The per curiam opinion omits a critical fact. With that fact included, I believe the majority's judgment is correct. Without it, I cannot agree that the trial court did not err in refusing to instruct on circumstantial evidence; i.e., "To warrant a conviction on circumstantial evidence, the proved facts shall not only be consistent with the hypothesis of guilt, but shall exclude every other reasonable hypothesis save that of the guilt of the accused." Code Ann. 38-109.
Where a person is charged with being a party to a crime by having driven the car in which the actual perpetrator got away, there are at least three possible hypotheses: (1) that the defendant was not the driver of the car (nonpresence, mistaken identification), (2) that the defendant drove the car but was not aware that the passenger had planned and committed a crime during the stop (mere presence, no participation), (3) that the defendant aided and abetted the actual perpetrator in the commission of the crime (presence plus participation; i.e., the defendant was a party to the crime). That is two hypotheses of innocence and one of guilt. Under these circumstances the jury should be instructed as to circumstantial evidence and the reasonable hypothesis rule. Code Ann. 38-109.
However, in the case before us the defendant testified that she was in Atlanta at the time of the robbery and was nowhere near the scene of the crime. Her testimony is critical to this decision because it eliminated hypothesis number 2 as being reasonable in this case, leaving only one possibility of innocence, to wit: mistaken identification, nonpresence. The jury was fully charged as to the main issue (alibi) and decided the identification question of presence/nonpresence against the defendant based on the testimony identifying the defendant in the car at the scene and about the time of the crime.
Hence, the defendant's testimony eliminated one reasonable hypothesis of innocence, leaving only the one hypothesis of innocence as to which the jury was fully charged, and thus under the circumstances of this case it was not reversible error to fail to charge the reasonable hypothesis rule.
INGRAM, Justice, dissenting.
I must dissent from Division 1 of the court's opinion (and to the judgment), as the requirements of Code Ann. 38-109 have been confused and misapplied in this case. The court's opinion states that, ". . . the evidence presented at trial is entirely sufficient to be completely consistent with the verdict of guilty. Based on this evidence, there is no other reasonable hypothesis other than the guilt of the accused."

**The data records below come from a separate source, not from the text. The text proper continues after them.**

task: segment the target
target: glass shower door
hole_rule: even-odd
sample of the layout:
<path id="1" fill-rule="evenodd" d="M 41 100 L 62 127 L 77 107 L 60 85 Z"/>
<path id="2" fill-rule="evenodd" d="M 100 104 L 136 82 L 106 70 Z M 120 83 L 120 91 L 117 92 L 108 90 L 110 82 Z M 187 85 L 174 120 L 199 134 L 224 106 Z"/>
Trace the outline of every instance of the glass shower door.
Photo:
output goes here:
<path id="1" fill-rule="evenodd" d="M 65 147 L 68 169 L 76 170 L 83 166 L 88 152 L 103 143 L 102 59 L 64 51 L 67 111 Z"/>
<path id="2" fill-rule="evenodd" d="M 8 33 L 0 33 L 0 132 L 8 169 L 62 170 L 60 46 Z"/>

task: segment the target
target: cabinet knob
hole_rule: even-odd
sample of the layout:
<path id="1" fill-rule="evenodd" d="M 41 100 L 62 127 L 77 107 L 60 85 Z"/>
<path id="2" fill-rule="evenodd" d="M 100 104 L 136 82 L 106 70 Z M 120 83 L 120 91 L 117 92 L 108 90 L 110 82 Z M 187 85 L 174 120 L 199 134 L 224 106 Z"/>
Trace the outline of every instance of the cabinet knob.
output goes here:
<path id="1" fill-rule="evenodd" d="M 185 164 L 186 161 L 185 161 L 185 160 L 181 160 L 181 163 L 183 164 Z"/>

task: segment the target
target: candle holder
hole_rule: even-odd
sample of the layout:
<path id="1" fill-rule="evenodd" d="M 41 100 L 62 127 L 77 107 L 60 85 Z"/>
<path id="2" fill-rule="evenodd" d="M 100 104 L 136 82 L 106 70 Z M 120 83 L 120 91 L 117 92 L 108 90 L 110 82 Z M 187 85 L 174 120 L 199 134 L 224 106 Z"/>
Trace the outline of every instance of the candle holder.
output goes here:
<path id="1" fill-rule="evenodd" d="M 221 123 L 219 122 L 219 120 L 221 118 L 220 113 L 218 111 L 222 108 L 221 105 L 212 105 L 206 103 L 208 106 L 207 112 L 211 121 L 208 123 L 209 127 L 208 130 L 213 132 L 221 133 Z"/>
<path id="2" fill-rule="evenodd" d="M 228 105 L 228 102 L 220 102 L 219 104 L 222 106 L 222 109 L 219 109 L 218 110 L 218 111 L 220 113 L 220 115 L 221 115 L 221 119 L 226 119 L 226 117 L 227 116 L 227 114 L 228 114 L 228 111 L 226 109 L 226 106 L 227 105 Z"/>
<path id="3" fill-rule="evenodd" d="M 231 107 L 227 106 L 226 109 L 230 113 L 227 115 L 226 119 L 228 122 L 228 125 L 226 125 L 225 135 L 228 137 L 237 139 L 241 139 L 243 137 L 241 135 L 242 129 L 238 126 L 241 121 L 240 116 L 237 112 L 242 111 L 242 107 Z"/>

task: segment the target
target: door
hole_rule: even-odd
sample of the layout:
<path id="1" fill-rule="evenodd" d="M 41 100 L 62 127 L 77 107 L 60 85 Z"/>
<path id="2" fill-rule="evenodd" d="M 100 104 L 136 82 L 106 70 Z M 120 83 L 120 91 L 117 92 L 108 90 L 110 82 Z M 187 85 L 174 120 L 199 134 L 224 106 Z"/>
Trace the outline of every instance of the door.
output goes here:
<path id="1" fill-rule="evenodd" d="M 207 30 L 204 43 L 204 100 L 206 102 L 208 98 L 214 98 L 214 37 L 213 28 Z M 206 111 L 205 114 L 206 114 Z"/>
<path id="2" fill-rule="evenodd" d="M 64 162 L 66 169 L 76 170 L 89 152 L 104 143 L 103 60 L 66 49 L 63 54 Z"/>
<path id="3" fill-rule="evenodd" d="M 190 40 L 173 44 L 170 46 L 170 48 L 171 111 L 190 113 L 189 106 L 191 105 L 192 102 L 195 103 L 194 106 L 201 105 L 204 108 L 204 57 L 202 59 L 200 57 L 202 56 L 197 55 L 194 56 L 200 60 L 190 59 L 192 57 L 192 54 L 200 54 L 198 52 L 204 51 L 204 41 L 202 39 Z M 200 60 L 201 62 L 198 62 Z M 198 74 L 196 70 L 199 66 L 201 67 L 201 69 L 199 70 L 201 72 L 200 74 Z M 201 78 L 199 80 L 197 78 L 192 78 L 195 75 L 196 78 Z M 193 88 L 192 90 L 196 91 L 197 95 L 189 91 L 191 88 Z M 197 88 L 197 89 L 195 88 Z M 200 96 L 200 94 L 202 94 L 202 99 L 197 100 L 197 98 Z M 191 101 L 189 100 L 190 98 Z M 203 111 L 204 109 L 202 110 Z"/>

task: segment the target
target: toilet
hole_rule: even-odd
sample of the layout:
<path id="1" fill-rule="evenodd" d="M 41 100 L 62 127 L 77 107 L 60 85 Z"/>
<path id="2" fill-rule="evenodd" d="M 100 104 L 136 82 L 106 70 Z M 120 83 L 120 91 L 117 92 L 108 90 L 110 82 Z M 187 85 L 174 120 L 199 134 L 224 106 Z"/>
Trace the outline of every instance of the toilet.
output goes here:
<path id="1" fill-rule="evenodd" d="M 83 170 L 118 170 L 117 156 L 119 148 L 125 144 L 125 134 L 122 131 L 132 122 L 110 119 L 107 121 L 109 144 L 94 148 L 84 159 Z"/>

Code Ann. 38-109 provides that: "[t]o warrant a conviction on circumstantial evidence, the proved facts shall not only be consistent with the hypothesis of guilt, but shall exclude every other reasonable hypothesis save that of the guilt of the accused." The fact that "the evidence presented at trial is entirely sufficient to be completely consistent with the verdict of guilty" is not enough to conclude that the evidence excludes every other reasonable hypothesis except guilt.
A review of the evidence from the trial court persuades me that this conviction is based entirely upon circumstantial evidence. Consequently, the provisions of Code Ann. 38-109 should have been explained to the jury in this case. I dissent.
I am authorized to state that Presiding Justice Undercofler joins in this dissent.
William H. Ison, District Attorney, James W. Bradley, Assistant District Attorney, Arthur K. Bolton, Attorney General, Daryl A. Robinson, Staff Assistant Attorney General, for appellee.
Mackay & Elliott, James A. Mackay, David L. G. King, Jr., for appellant.